A new TV series based on the famous book by Gabriel Garcia Marquez has appeared on Netflix. What does this have to do with taxes?
A Treadmill
I certainly don’t want to hurt the feelings of Márquez fans, but I still remember the moments when I would spent hours on MyFitness club treadmill roll while listening to this seemingly endless audiobook, and I never quite understood why I was doing it (I mean – going through the entire book). The biggest problem was remembering and not mixing up the names of the different changing characters. Who was born, who died, who loved whom, who slept with whom. And so for 100 years of solitude.
The Podcast
The book, by the way, was recommended to me by Tax Stories podcast guest Leopoldo Parada from Chile, who said it had a significant impact on his life – to not be afraid to develop his own writing style, to create emotions, to be simple and not be afraid to entertain. The book opened his eyes to the creative side of life.
Dagnija
A few days ago I noticed a post on one of the social networks by always active and inspiring Dagnija Lejina’s – an exclamation of delight about Márquez and the new series One Hundred Years of Solitude on Netflix. The book has been made into a film for the first time – to celebrate the 40th anniversary of the great man winning the Nobel Prize in Literature.

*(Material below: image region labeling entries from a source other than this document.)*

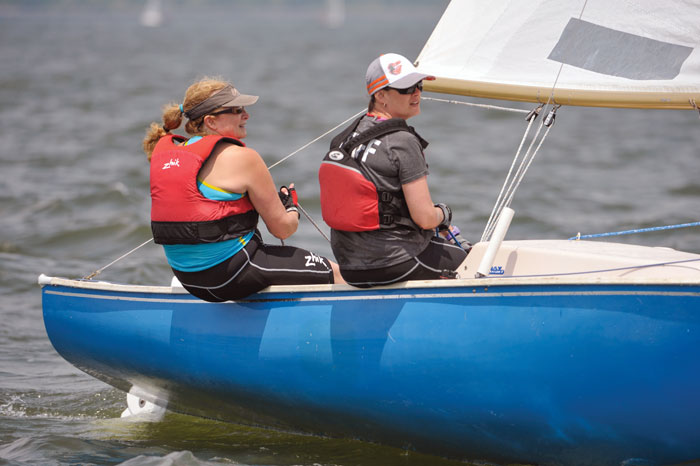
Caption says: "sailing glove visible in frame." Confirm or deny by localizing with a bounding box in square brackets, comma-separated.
[434, 202, 452, 231]
[277, 186, 301, 217]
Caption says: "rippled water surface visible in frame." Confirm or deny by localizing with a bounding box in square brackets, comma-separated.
[0, 0, 700, 465]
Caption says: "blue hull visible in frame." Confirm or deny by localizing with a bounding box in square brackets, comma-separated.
[43, 284, 700, 465]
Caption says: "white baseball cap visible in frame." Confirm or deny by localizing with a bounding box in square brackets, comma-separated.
[365, 53, 435, 95]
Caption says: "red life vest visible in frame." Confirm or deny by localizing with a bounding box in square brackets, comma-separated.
[318, 117, 427, 231]
[151, 135, 258, 244]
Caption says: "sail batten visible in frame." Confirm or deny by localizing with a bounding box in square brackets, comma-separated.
[417, 0, 700, 109]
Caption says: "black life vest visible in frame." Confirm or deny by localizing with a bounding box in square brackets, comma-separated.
[151, 135, 258, 244]
[318, 116, 428, 231]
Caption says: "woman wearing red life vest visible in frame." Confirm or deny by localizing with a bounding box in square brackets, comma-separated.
[143, 78, 343, 302]
[319, 53, 470, 287]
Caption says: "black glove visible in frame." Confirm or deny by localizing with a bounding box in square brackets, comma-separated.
[435, 202, 452, 231]
[277, 186, 300, 216]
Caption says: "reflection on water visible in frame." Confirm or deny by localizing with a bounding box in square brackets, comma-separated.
[0, 0, 700, 465]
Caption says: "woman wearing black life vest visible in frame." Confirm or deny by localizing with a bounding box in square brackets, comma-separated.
[319, 53, 468, 287]
[143, 78, 342, 302]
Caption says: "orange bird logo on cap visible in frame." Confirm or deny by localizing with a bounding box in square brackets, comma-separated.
[387, 61, 401, 75]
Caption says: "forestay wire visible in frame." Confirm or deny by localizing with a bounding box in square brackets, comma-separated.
[83, 110, 365, 280]
[481, 104, 560, 242]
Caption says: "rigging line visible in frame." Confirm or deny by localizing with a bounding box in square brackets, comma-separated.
[267, 109, 367, 170]
[297, 201, 331, 243]
[688, 99, 700, 116]
[421, 96, 530, 113]
[547, 0, 588, 105]
[506, 114, 552, 206]
[492, 259, 700, 278]
[569, 222, 700, 241]
[481, 105, 542, 241]
[83, 238, 153, 280]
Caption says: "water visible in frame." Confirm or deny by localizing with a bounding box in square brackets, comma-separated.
[0, 0, 700, 466]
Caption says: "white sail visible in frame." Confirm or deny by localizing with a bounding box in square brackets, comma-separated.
[417, 0, 700, 109]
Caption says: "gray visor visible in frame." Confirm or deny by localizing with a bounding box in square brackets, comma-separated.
[185, 84, 258, 120]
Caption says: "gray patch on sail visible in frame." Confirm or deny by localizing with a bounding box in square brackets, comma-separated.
[547, 18, 693, 80]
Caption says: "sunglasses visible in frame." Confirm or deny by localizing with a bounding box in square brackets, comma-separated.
[209, 107, 245, 116]
[389, 81, 423, 95]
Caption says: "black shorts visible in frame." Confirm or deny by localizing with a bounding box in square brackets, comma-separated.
[340, 236, 467, 288]
[173, 231, 333, 302]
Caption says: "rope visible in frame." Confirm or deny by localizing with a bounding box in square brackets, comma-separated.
[569, 222, 700, 241]
[297, 201, 331, 243]
[83, 238, 153, 280]
[481, 105, 560, 242]
[83, 110, 365, 280]
[494, 259, 700, 278]
[688, 99, 700, 116]
[481, 105, 542, 241]
[421, 96, 530, 113]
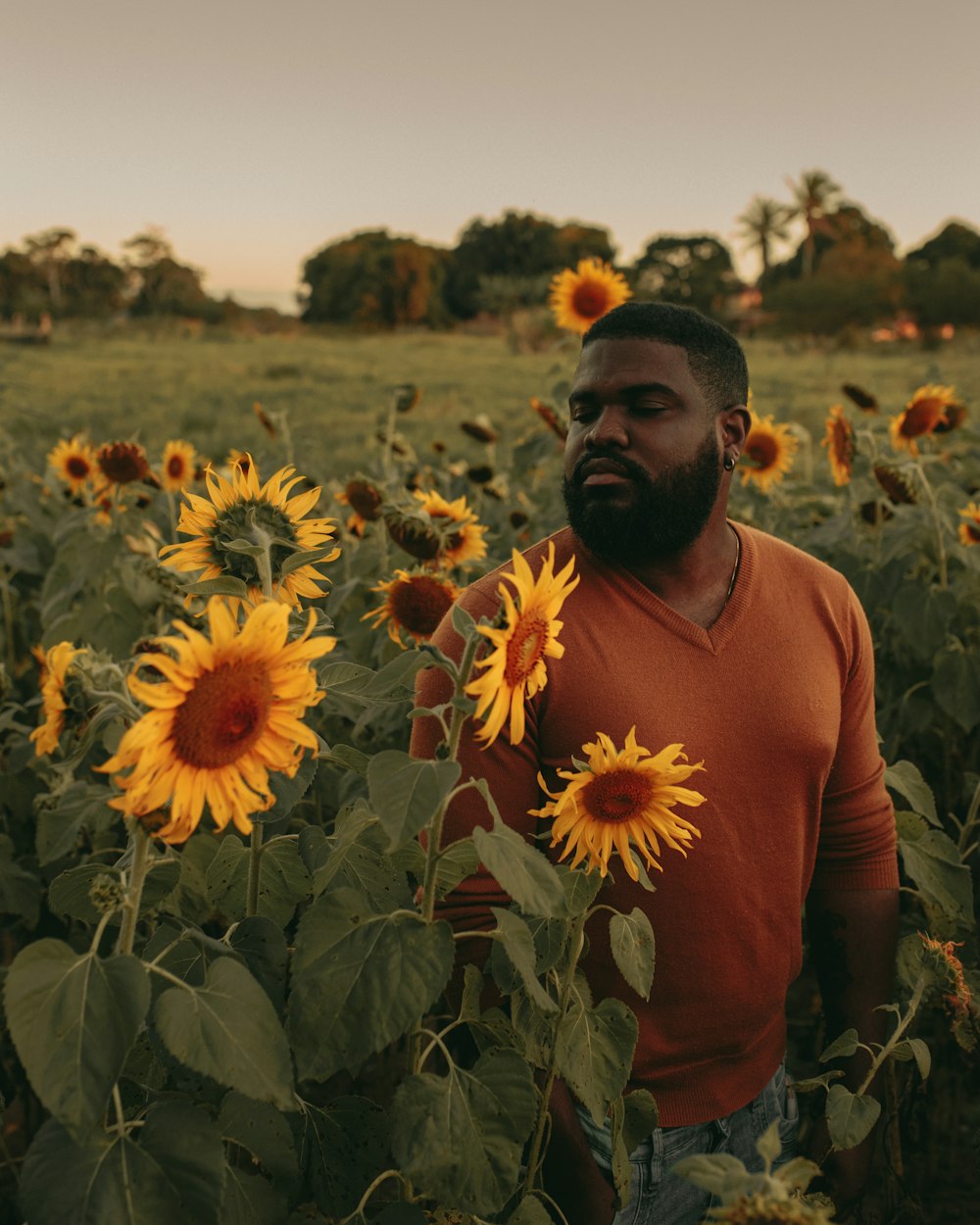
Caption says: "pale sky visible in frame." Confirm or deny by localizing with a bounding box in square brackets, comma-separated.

Everything Fell Into Places
I have to admit, I watched all 8 episodes of the series in one stroke of breath and my perception of the work changed completely. Visually, a lot of things matched my imagination. It’s brilliant, putting into places the different pieces of a puzzle that I sort of lost when going through the book amongst the carousel of endless characters, and thus creating a pile of multi-layered reflections. Following the creation of the village of Macondo, along with ever new discoveries of science and the nature of the world, through 7 generations of the Buendía family tree, one can follow how and why relationships and society are formed. Until the Colombian state administration, laws, property rights, power struggles, electoral fraud, civil war… business and taxes enter the village.
About Taxes
Even the subject of taxation comes up, which is about .. the need to finance the war. Then the village manager announces in a local bar that everyone now has to pay 15% for every drink they have at the bar, 20% of the price they pay for sleeping with the local beauties, and 8% on the profits of local businesses. This is followed by an indignant question from one of the prostitutes – why this discrimination against the pleasures of love? Interestingly, at one point the collector finds out that nothing material has ever been collected.
It’s Not Just The Story of the Buendía Family Tree
Thus the novel is also about the reality of life that no one so far has been able to answer some of the eternal questions raised in the story, including:
- Why different tax rates for different types of income?
- Why exactly these rates?
- Why exactly these taxes?
- Will the collected taxes be used wisely?
- Why should the war be financed at all?
– in other words, is life more valuable than ideology, freedom?
– “You should rather work than play war”, the eldest of the Buendía brothers remarked. - Would taxes be better collected if people had a choice on how the taxes are used? etc.
By the way, the series will have a 2nd season with 8 more episodes..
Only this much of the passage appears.